February 4, 2005
SAN FRANCISCO, CA — Earlier this week, the staff of the Coronet was told that the theater would be closing its'doors forever on Feb 10, 2005. The Coronet, which opened in 1949, has been operated by United Artists since some time in the late 1980’s or early 90’s.
According to the San Francisco Examiner, in 2000, the owners of the building sold it to The Goldman Institute On Aging, who plan to tear it down and construct a senior citizens center on the site. The 1,200-seat Coronet is one of the last single-screen 70mm movie houses (with good sound and projectionst) to actually to run 70mm prints on a regular basis. There are one or two other single screen SF movie houses with 70mm capibility- -but they haven’t run 70mm in years.
January 28, 2005
SAN FRANCISCO, CA — Condo developers have obtained permits to demolish San Francisco’s historic Harding Theater.
Neighborhood merchants are lobbying to save the theater and adapt it for reuse. They will meet with the Board of Supervisors on Tuesday, February 1, 2005, at City Hall, Room 244, One Dr. Carlton B. Goodlett Place (Polk Street between Grove and McAllister Streets), San Francisco, 3:30 pm. (415) 568-3306.
For more info, check out this website.
January 6, 2005
NEW YORK, NY — Following on the heels of the announcement of the Beekman’s closure, New York Post Film Critic Lou Lumenick reports that the Cinema 1, 2, 3 will be gutted this spring and converted into retail space.
Meanwhile, the theater’s owners have already placed a stucco facade over its signature blue tiles “apparently” to prevent the building from being placed on the landmark list — something akin to the “work” done on the Sutton Theater before its closure.
January 5, 2005
NEW YORK, NY — Clearview Cinemas has confirmed that the owner of the Beekman Theatre, Memorial Sloan-Kettering Cancer Center, plans to end the exhibitor’s lease at the end of June 2005.

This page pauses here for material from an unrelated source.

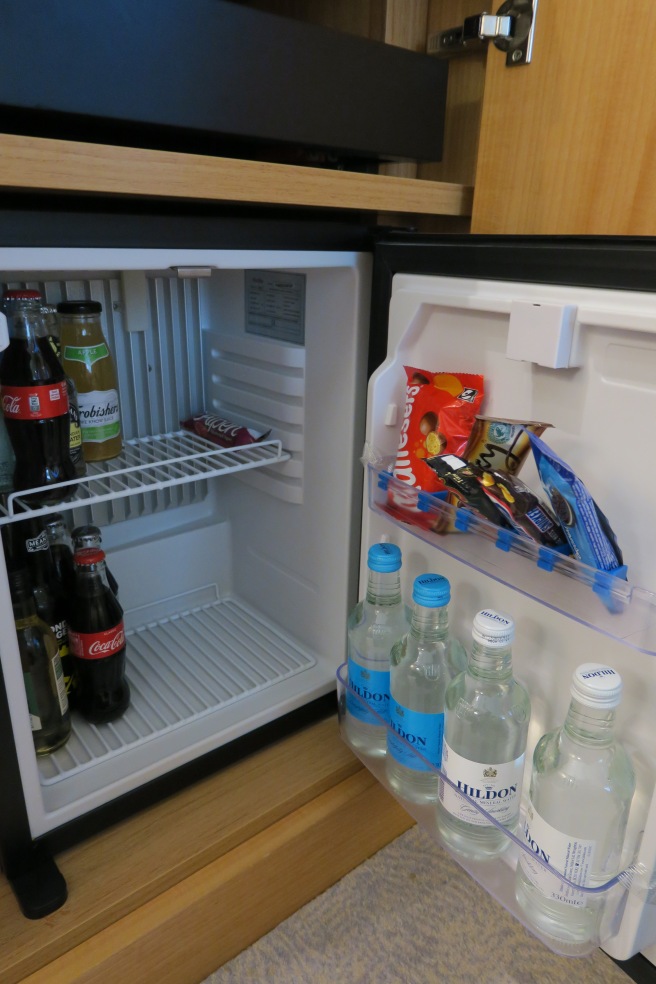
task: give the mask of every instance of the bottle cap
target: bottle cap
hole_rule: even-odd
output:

For an impassioned commentary on the plight of the Beekman and historic movie houses around New York City, please read New York Post Chief Film Critic Lou Lumenick’s commentary in today’s New York Post.
The Beekman is not only a landmark movie house, but a symbol of the city. It must be saved.
January 3, 2005
BOSTON, MA — The latest e-mail missive from Lee Eiseman of Friends of the Gaiety Theatre:
“As of New Year’s Eve I can report that The Gaiety has had another reprieve!
In a brief submitted to Judge Francis Spina of The Massachusetts Supreme Court, the lawyer for The Glass Slipper (a strip club next to the Gaiety also threatened with demolition) argued that demolition of the theatre would deprive his client of the right to several substantial arguments in cases still open in Massachusetts Land Court.
Judge Spina asked Kensington Development for assurances that they would refrain from demolition until after Judge Spina decides the case which will be heard on Friday, January 7, 9:30 am at 1 Beacon Street 3rd floor. Kensington has assented to this request. The public and press may attend.
December 29, 2004
NEW YORK, NY — We received the following email from “CineMan”: “Clearview Cinemas has received notice from their landlord that their lease at the Beekman Theatre will terminate in June 2005. The entire block is scheduled to be redeveloped. This will be a huge loss in Manhattan movie-going.”
December 23, 2004
BOSTON, MA — A Massachusetts Land Court judge yesterday rejected a request by the Glass Slipper strip club to stop a developer from tearing down the defunct and dilapidated Gaiety Theatre nearby.
The theater’s owner, Kensington Investment Co., said it will “shortly proceed with demolition of long-vacant buildings” it owns at 659-665 Washington St. near Chinatown. It declined to give a more specific timetable.
It was unclear last night whether the Glass Slipper would appeal the judge’s decision.
December 16, 2004
December 13, 2004
ELTHAM, ENGLAND — According to a report from the News Shopper, the Cinema Theatre Association (CTA), a British-based theater preservation group, is battling developers who are planning to redevelop the former Eltham Coronet.
The group’s primary complaint with the redevelopment effort centers around the developers plans to split the theater’s existing auditorium into three levels, and replace the balcony with retail or dining space.
For more details, read the full report.
November 15, 2004
KANSAS CITY, MO — The Empire Theater has survived another round in an ongoing battle between developers, who control the property, and those interested in saving the historic theater. Only this time, it appears that the battle may be nearing its end.
Preservationists experienced a sigh of relief on Nov. 11. The Kansas City Star reported that a plan to construct a new headquarters for Kansas City Power & Light on the theater’s site had been rejected by city leaders. Developers sought the entire Empire Theater block to erect a new office tower for the utility company, which rents space just two blocks away.